In late December 2021, SharePoint introduced a spell check feature when editing modern pages. This change did not spend very long in the roadmap before being released. More details about the roadmap and the feature can be found here
https://www.microsoft.com/microsoft-365/roadmap?featureid=88534
The new feature is based on the Microsoft Editor service, a browser extension that has already been added to Word and Outlook.
When it works correctly, it is very useful and easy to use. However, it is a bit resource-intensive and has serious language issues. Soon after it came out, people started to complain about it and wanting to turn it off, especially people whose SharePoint pages had text in more than one language. There was no way to turn it off nor any easy way to configure it.
For a small example of its language issues see in the image below, there is text in three languages, English, French, and German. In this case the user interface language is French. The Microsoft Editor spell checker takes issue with the English and the French text, filling it with red squiggly lines, but is just fine with the German text. Why?
It turns out in this example that the site’s template is German. It doesn’t matter that the text is not in that language, or that the user’s language is not that language, Microsoft Editor treats it all as if it were in German. It does no language detection. For longer text, the screen slowly fills with red squiggly lines under every word while you have to wait.
There is an exception to this: Communication sites with the Multilingual Publishing feature turned on. For the source page in the original site language, it accepts that language and rejects others
For the “translated” (copied) pages, it is the other way around
This does not work every time for me, but it is difficult to reproduce. What about if you’re not using the Multilingual Publishing feature, like for example on a Teams sites where the feature is not available, or if there is a need to have text in more than one language, or to not use the feature?
Well, there is always the plug-in. The Microsoft Editor browser plug-in for Edge and Chrome is a different version of the same Microsoft Editor. Unlike the version in SharePoint, it does support multiple languages. Its configuration is a bit clunky and hard to find, but you can set up to three proofing languages with the plug-in. You must go to a site other than Office 365 that has a multi-line editor and make a spelling error
While we’re here, notice that it is showing spelling suggestions in both English and French. Now click on the three dots to find the “Editor settings”. The plug-in is highly configurable.
If you click on “Manage languages” you can select the languages that you want it to recognize.

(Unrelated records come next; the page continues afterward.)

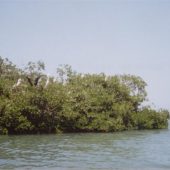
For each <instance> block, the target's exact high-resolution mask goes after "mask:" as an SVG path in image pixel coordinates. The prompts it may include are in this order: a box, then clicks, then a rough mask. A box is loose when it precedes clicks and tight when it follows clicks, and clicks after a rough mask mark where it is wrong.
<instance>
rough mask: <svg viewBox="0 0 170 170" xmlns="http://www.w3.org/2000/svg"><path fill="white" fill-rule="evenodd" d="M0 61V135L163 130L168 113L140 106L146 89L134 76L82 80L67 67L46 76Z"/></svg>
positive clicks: (145, 90)
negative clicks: (55, 72) (44, 133)
mask: <svg viewBox="0 0 170 170" xmlns="http://www.w3.org/2000/svg"><path fill="white" fill-rule="evenodd" d="M44 70H45V65H44V63H43V62H40V61H39V62H37V63H34V62H29V63H28V65H27V67H26V68H24V69H21V68H18V67H17V66H16V65H14V64H13V63H12V62H11V61H9V60H8V59H6V58H2V57H0V134H42V133H62V132H63V133H64V132H116V131H124V130H140V129H162V128H167V127H168V116H169V112H168V110H164V109H160V110H155V109H153V108H151V107H150V106H144V105H143V102H145V101H146V100H147V93H146V89H145V88H146V85H147V84H146V83H145V81H144V80H143V79H142V78H141V77H138V76H134V75H113V76H107V75H105V74H104V73H101V74H81V73H77V72H75V71H73V70H72V69H71V67H70V66H68V65H64V66H62V67H58V68H57V71H56V77H55V76H49V75H47V74H45V71H44Z"/></svg>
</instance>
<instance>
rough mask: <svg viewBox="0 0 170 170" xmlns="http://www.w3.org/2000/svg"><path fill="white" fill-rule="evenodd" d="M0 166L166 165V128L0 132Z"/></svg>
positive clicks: (122, 165) (19, 166)
mask: <svg viewBox="0 0 170 170" xmlns="http://www.w3.org/2000/svg"><path fill="white" fill-rule="evenodd" d="M0 169H61V170H63V169H71V170H73V169H117V170H119V169H120V170H121V169H133V170H136V169H146V170H149V169H153V170H154V169H160V170H162V169H170V130H149V131H147V130H146V131H129V132H121V133H87V134H82V133H76V134H75V133H73V134H60V135H28V136H0Z"/></svg>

You can only choose up to three languages and they must be among the languages for which you have configured your browser. When used in conjunction with the SharePoint feature, they must all be one of the top three browser languages. Certain settings are language-specific, for example you can check for formality in French but not in English, and in fact a lot of the rules to check only occur in one language. Does selecting languages in the plug-in work within SharePoint? It did a few weeks ago, but today it while writing this blog post, it’s only partly working. Here is what is working today.
I have configured the plug-in to accept French and English. Within SharePoint, the Microsoft Editor now not only accepts both languages, but it also gives me alternative spelling options in English and in French when it doesn’t recognize a word. But look carefully at the screen shot above. Notice the smaller dropdown right behind the Microsoft Editor dropdown? Yeah, there are two instances of the Microsoft Editor dropdown, one with spelling choices just in English and one in front with spelling choices in the configured languages. It’s not quite perfect yet. If you manage to close the front dropdown and not the back one, you see that the hidden dropdown is the original one, with spelling suggestions in English only
Do you think that all your content creators are going to be able to configure their browsers and their browser plug-ins to select a list of possible languages? Maybe not. So what can you do on the server to turn off the feature altogether? Until very recently that was not an option either.

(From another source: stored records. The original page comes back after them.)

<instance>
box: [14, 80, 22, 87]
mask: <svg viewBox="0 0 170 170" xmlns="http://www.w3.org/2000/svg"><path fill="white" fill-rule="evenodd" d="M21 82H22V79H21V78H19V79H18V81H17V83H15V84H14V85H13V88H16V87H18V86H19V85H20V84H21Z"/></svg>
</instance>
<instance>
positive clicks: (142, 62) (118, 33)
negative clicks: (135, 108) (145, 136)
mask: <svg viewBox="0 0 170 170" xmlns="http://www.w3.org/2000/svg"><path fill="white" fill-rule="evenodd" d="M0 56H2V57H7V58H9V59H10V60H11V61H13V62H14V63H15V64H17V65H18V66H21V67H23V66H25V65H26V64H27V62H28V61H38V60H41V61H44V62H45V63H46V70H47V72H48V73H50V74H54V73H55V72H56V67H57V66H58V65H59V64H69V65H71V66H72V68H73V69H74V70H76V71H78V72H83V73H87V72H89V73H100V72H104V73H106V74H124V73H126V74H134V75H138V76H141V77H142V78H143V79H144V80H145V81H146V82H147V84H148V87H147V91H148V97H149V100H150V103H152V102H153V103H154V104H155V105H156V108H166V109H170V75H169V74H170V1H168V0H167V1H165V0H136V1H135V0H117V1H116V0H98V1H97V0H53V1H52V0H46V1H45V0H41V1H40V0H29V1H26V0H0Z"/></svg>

In late April 2022, a new feature appeared unannounced with a brief description on the Microsoft site. While editing a page, select Page Details at the top of a page. You may have to publish the page first. In the page details pane, you will see
You can use the slider to toggle the Microsoft Editor on this page. You have to repeat it on each page. There is no simple way to toggle it programmatically because it’s not a regular page property, and no way to set it for an entire site or tenant.
Maybe some day the SharePoint version of Microsoft Editor will become as configurable as the other versions or will do proper language detection, but until that happens the two options are to either turn it off on a per-page basis or to install and configure better language detection on a per-workstation basis.